Di certo c'è che, in caso di arrivo a Roma, nel canovaccio ci sarà quell'excursus sulla «storia della magistratura dal 1993 a oggi» di cui ha già parlato nel videomessaggio post-condanna. Di certo c'è che si parlerà di riforma della giustizia. Ma gli attacchi al governo e al Quirinale, a meno di colpi di scena, verranno tenuti da parte.

Perché è ancora indeciso, Berlusconi. Molto indeciso. «Comprensibilmente oscillante, vista la botta che ha avuto», per usare le parole che Fabrizio Cicchitto ha affidato l'altro giorno ad alcuni amici del Pd. La linea di battere tutte le strade per «arrivare al voto entro ottobre», con lui stesso candidato premier (se possibile) o in subordine la figlia, rimane aperta.

Come aperta, al netto del Quirinale, rimane la via di giocarsi fino in fondo la partita - impossibile o meno che sia - della «grazia». Tanto aperta che qualcuno, tra i suoi, ipotizza che il premier ne parli presto - in un senso o nell'altro - in prima persona.
Ma la condizione necessaria, ancorché non sufficiente, per ambire al provvedimento di clemenza è una «richiesta al Colle» dei figli di Berlusconi o dei suoi avvocati.
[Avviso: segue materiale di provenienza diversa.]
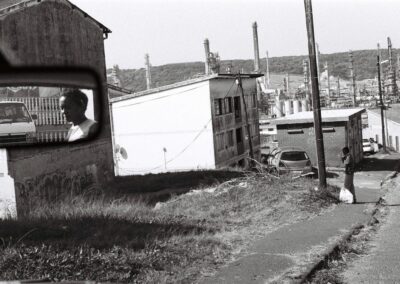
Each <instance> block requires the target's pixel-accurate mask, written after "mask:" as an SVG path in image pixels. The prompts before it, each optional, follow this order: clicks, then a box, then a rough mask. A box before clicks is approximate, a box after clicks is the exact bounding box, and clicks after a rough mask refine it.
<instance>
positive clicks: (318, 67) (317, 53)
mask: <svg viewBox="0 0 400 284" xmlns="http://www.w3.org/2000/svg"><path fill="white" fill-rule="evenodd" d="M315 49H316V52H315V53H316V54H315V55H316V58H317V74H318V82H319V79H320V78H319V74H320V73H319V45H318V43H316V44H315Z"/></svg>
In entrambi i casi, l'appello è come se arrivasse dal Cavaliere in questione.

Che tanto non esclude quest'ipotesi da lasciar circolare, nella sua cerchia ristretta, l'idea di un «discorso importante» da tenere in Senato forse prima della chiusura estiva. Basta ad alimentare il ritorno in campo della scelta delle dimissioni, che Letta gli aveva suggerito come primo passo? Chissà. Di certo non arresta la ridda di rumor che, nelle ultime ore, arriva da Arcore. Dove si dice che l'ex premier sia stato raggiunto anche da una telefonata solidale dell'ex moglie Veronica Lario.